During the hearing, Rep. Tierney questioned whether the military’s practices create an antagonistic view of women. “Our society must ensure that we do a better job of preventing these terrible crimes, providing care for victims, and ensuring that perpetrators are brought to justice. The military context where we consciously create a separate society designed to ensure our national defense only magnifies our obligation to prevent sexual assault.”
Dr. Whitley responded that “As a team, we are making great headway to institutionalize, standardize, and professionalize our programs. Once we achieve all three, we hope to realize our vision: a culture free of sexual assault.”

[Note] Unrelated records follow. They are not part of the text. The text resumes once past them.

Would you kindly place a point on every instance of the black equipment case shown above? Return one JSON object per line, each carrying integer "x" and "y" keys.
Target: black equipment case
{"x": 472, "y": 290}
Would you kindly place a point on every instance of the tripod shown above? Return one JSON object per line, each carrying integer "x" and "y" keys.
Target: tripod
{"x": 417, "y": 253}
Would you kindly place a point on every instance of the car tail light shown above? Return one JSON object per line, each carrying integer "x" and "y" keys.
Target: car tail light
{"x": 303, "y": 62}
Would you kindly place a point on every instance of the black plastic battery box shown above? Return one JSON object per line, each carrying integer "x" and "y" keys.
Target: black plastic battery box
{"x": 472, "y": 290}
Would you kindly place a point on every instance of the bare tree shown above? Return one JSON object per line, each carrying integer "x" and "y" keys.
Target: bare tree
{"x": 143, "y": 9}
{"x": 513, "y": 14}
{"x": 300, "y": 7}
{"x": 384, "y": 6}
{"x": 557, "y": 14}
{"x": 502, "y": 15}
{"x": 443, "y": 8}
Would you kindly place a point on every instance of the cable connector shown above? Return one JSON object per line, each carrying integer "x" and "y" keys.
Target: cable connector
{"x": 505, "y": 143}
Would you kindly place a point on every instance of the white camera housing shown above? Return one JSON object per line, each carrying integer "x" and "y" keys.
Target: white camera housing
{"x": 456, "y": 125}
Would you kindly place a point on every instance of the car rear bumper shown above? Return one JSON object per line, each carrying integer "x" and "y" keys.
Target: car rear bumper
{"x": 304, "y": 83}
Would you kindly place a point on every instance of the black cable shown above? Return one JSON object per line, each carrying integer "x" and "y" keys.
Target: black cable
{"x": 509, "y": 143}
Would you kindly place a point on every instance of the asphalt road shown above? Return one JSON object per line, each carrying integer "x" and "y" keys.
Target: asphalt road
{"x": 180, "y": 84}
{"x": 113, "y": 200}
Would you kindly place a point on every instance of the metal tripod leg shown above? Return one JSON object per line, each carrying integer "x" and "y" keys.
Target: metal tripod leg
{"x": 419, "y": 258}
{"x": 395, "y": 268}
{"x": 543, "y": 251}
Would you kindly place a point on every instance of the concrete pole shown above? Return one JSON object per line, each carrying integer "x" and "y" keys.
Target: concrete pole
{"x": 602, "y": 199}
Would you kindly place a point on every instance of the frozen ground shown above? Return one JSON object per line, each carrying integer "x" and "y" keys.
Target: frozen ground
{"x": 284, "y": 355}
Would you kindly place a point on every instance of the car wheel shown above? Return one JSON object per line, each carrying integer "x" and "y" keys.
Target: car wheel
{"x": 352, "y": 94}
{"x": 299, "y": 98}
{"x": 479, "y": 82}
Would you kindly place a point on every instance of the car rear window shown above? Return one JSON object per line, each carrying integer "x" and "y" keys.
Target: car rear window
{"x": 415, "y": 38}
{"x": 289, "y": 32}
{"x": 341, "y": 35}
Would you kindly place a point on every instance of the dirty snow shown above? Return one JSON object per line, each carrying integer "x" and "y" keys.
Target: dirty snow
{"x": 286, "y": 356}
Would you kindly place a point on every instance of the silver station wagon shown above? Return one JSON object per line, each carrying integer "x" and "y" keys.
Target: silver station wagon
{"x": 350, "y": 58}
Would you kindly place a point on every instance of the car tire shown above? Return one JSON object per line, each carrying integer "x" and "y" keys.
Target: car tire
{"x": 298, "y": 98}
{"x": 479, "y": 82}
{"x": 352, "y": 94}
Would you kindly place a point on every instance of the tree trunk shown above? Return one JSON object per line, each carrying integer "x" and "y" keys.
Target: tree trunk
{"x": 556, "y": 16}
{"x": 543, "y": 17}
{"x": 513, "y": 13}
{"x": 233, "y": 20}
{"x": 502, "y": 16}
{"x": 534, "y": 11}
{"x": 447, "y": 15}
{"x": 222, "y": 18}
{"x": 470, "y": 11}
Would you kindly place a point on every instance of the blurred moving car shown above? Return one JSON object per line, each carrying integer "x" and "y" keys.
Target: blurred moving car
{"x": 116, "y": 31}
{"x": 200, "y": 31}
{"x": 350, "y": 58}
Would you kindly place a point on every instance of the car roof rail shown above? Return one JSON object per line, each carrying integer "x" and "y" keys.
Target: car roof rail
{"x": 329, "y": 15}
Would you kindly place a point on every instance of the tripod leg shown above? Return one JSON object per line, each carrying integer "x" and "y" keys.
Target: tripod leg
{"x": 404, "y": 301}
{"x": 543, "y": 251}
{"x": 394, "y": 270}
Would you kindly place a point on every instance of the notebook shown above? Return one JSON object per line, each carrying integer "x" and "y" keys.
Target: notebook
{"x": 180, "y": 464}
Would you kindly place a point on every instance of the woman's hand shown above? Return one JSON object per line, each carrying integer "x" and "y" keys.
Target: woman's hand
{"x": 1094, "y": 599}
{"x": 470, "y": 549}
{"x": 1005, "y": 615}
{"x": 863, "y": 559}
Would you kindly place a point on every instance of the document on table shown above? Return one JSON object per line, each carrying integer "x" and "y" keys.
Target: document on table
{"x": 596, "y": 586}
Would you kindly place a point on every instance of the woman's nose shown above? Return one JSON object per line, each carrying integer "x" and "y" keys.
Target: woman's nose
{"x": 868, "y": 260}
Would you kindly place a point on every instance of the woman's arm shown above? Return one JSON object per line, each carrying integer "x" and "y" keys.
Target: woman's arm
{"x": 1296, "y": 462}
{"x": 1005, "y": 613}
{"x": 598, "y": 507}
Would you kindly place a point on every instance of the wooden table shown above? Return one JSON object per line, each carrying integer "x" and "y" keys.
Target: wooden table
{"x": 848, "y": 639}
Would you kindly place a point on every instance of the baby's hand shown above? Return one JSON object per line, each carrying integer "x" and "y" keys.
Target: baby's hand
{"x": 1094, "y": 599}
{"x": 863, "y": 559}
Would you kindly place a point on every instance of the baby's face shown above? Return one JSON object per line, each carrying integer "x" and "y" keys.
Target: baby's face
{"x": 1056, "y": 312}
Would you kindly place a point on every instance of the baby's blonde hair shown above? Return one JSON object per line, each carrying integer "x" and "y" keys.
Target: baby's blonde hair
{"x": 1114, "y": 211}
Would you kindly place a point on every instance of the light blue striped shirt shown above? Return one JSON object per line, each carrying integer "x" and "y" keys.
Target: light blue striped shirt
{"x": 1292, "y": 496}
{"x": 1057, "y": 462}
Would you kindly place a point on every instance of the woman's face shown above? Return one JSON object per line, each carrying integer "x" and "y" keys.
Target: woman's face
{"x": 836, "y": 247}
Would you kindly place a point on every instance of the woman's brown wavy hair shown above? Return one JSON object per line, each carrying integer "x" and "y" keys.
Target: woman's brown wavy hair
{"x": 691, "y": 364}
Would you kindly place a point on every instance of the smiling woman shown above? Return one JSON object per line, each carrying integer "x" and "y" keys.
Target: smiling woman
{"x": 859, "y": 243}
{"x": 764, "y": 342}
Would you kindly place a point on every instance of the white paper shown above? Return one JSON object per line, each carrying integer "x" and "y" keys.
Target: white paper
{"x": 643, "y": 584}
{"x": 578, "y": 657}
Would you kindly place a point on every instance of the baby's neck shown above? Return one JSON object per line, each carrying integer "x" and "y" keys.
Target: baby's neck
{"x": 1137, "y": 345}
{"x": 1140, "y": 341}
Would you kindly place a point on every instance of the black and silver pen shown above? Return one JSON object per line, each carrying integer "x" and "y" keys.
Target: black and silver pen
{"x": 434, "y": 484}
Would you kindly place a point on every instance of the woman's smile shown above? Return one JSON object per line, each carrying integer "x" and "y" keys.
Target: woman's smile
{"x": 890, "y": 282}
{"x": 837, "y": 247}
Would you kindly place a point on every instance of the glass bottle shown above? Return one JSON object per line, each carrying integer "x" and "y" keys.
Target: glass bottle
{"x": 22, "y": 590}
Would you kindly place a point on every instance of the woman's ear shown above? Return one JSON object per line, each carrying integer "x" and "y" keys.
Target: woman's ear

Ranking Member Jeff Flake (D-AZ) asked whether military leaders were giving the problem of sexual assault the attention it needs. Brig. Gen. Dunbar emphasized that “We want commanders to be involved in this process,” saying, “Access to commanders is critical for the program.”
Dr. Louis Iasiello and Brigadier General Sharon K.G. Dunbar, members of the Defense Task Force on Sexual Assault in the Military Services Task Force, and Merle Wilberding, an attorney representing Mary Lauterbach, mother of Marine LCpl Marie Lauterbach, who was murdered after filing a sexual assault claim against a fellow Marine, also testified.